Aynı maddenin sonuna 09.06.2021 tarih ve 7327 sayılı Kanun'un 20 nci maddesi ile getirilen ek cümle de “Bu hüküm” sözcükleri ile başlamakta olup ilk fıkrasına atıfta bulunarak kamu bankalarına bloke edilen ancak malike ödenmeyen ihtilafsız kamulaştırma bedeline ilişkin olduğu açıktır.
Bu durumda sözü edilen ek maddenin 16 ncı ve 17 nci maddelere istinaden tescil edilen taşınmazlara ait ihtilafsız kamulaştırma bedeline ilişkin olduğunda şüphe yoktur. Bundan ayrı malike yapılan tebliğatın usulsüz olması gibi malikten kaynaklanmayan ve malike kusur izafe edilmesi de mümkün olmayan sebeplerle malikin kamulaştırma işlemlerinden haberdar olmaması mümkündür. (Eldeki davada olduğu gibi). Usulsüz tebligatlar geçerli kabul edilerek Kamulaştırma Kanunu'nun 16 ncı maddesi uyarınca taşınmazın idare adına tescil edilmesi yolsuz tescil niteliğindedir ve malik her zaman tapu kaydının iptali ile adına tescil isteme hakkına sahiptir. Kaldı ki eldeki dosyada, Kamulaştırma Kanunu'nun 17 nci maddesine dayalı olarak açılan tescil dosyasında davada verilen kararın usul ve kanuna uygun olarak kesinleştiği saptanmamış olup bu hususun araştırılması gerekir.
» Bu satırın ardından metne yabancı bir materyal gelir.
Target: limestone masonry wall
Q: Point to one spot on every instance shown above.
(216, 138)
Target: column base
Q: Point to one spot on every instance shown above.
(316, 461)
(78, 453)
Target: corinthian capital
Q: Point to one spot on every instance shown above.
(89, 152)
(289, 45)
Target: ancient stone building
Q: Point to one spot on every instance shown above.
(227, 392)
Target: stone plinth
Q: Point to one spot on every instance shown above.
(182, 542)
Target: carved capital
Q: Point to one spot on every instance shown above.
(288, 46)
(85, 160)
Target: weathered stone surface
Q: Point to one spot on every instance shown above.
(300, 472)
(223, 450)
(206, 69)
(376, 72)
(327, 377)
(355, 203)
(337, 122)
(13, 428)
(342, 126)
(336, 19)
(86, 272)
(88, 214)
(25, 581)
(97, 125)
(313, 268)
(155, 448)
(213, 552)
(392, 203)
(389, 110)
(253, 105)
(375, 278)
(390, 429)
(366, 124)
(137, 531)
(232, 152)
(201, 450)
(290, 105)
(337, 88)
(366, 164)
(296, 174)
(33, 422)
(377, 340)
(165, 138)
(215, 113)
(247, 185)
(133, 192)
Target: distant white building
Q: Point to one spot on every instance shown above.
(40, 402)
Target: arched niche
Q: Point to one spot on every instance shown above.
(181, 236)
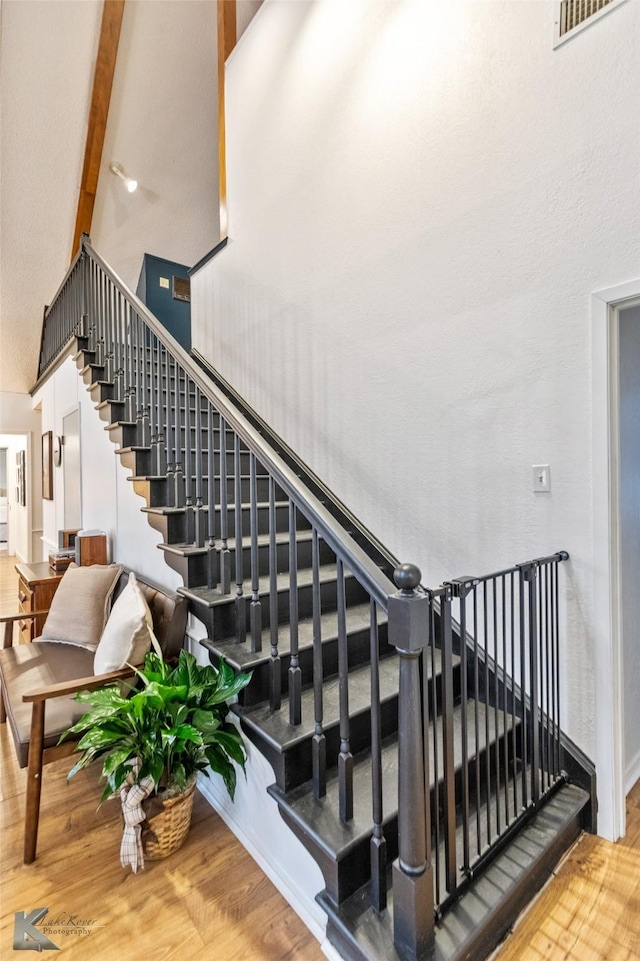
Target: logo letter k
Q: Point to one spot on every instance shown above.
(26, 937)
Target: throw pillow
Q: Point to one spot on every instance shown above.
(81, 605)
(127, 634)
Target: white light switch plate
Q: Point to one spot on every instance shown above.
(541, 478)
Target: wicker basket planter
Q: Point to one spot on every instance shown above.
(166, 831)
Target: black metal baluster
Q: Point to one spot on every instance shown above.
(476, 718)
(161, 378)
(496, 708)
(523, 686)
(378, 843)
(224, 564)
(505, 694)
(487, 752)
(178, 475)
(199, 518)
(241, 610)
(146, 384)
(345, 758)
(118, 346)
(130, 405)
(534, 644)
(275, 675)
(256, 606)
(430, 720)
(93, 310)
(462, 594)
(108, 326)
(549, 672)
(170, 428)
(100, 351)
(556, 668)
(514, 726)
(212, 577)
(139, 380)
(153, 426)
(448, 763)
(189, 527)
(319, 742)
(295, 674)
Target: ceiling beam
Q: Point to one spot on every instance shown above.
(227, 37)
(112, 12)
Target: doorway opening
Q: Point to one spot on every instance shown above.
(616, 480)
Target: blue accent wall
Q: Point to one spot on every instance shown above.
(174, 315)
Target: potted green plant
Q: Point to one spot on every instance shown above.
(154, 739)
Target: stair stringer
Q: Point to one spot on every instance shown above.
(269, 841)
(115, 508)
(274, 847)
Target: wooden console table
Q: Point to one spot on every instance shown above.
(37, 584)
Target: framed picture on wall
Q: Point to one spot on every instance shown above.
(47, 466)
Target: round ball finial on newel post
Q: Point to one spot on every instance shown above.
(407, 578)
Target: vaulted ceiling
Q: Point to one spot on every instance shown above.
(46, 67)
(162, 125)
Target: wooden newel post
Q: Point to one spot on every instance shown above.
(413, 908)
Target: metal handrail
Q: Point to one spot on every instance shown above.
(363, 568)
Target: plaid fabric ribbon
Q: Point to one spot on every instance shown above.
(132, 794)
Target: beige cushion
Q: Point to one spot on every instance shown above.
(28, 667)
(81, 605)
(126, 637)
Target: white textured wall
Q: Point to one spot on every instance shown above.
(422, 197)
(21, 425)
(108, 500)
(48, 53)
(630, 532)
(163, 129)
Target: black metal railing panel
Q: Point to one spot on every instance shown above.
(496, 753)
(478, 699)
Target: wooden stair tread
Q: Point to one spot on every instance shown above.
(485, 911)
(320, 817)
(240, 656)
(212, 597)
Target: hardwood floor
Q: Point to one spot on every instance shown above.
(210, 901)
(590, 910)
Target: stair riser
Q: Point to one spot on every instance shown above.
(343, 878)
(172, 526)
(259, 690)
(294, 766)
(220, 619)
(143, 464)
(195, 567)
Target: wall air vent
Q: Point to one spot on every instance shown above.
(575, 14)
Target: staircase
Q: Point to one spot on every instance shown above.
(414, 734)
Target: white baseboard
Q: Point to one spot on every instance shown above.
(632, 773)
(254, 819)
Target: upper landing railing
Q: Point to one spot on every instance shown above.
(478, 703)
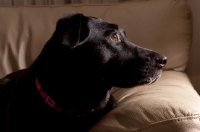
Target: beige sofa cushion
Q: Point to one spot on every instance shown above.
(169, 105)
(161, 25)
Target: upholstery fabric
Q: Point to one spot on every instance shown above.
(169, 105)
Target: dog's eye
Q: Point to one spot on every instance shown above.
(114, 37)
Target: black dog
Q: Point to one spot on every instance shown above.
(69, 86)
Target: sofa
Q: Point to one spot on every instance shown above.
(171, 104)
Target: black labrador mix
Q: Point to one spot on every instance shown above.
(68, 88)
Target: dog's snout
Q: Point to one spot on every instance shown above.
(161, 60)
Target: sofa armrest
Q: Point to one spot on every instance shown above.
(170, 104)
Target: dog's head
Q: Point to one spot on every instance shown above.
(93, 55)
(88, 48)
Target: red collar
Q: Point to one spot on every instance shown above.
(46, 97)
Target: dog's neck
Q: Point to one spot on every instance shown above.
(46, 97)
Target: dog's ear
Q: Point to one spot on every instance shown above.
(72, 30)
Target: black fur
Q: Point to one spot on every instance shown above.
(77, 68)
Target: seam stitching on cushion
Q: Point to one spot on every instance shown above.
(195, 116)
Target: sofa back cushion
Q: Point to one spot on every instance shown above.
(161, 25)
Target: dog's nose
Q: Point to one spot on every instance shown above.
(161, 60)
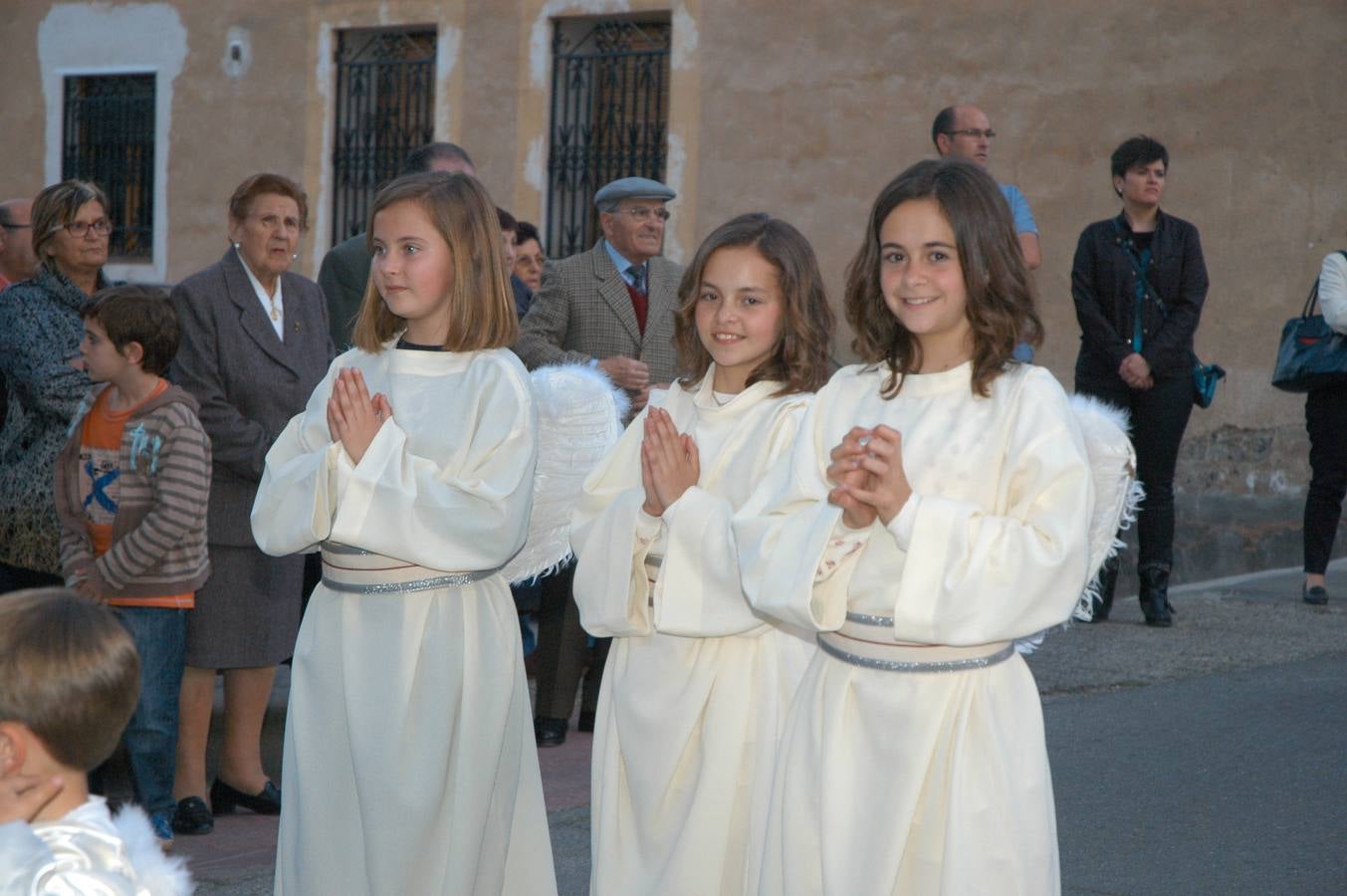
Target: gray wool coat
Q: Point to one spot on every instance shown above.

Bu durumda idare adına tescil edilen taşınmazla ilgili olarak açılan ve ihtilafsız kamulaştırma bedelinin tahsiline ilişkin olmayan ve tescil dosyası getirtilip kararın usul ve kanuna uygun şekilde kesinleştiği tespit edilmeden Kamulaştırma Kanunu'nun eklenen Ek-3 maddesinin uygulanması yönündeki çoğunluk görüşüne katılmıyorum.